HUD’s “Affirmatively Furthering Fair Housing” Rule Is about Social Engineering, Not Desegregation

Failure to meet a racial quota is not the same thing as segregation. That basic fact has eluded the federal Department of Housing and Urban Development, which recently adopted a rule called “Affirmatively Furthering Fair Housing” that seeks to alter the racial makeup of America’s cities and towns even when there is no justifiable reason to do so.

This recently issued Fair Housing Act rule wrongly defines “segregation” as a “high concentration of persons of a particular race” or “religion.” (See 78 Fed. Reg. 43709, 43730.)

But mere “concentration” is not segregation. For example, Orthodox Jews are concentrated in certain neighborhoods because they have to walk to synagogue, not because of segregation.

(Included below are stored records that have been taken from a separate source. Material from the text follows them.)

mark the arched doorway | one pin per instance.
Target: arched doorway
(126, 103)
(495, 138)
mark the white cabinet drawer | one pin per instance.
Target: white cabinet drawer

The rule wrongly treats communities as segregated if they lack racially “balanced living patterns.” That ignores the 1964 Civil Rights Act, which states that school “‘desegregation” does not require institutions “to overcome racial imbalance,” and the Supreme Court, which stated in Fisher v. University of Texas (2013) that “racial balancing” is “patently unconstitutional.”

The federal government should focus on breaking down arbitrary regulatory barriers to cheap housing—such as onerous zoning regulations—that disproportionately harm minorities (since the Fair Housing Act has now been interpreted, rightly or wrongly, to cover “disparate impact”). But it should not expect communities to meet arbitrary notions of racial “balance,” or spend taxpayer money to do so.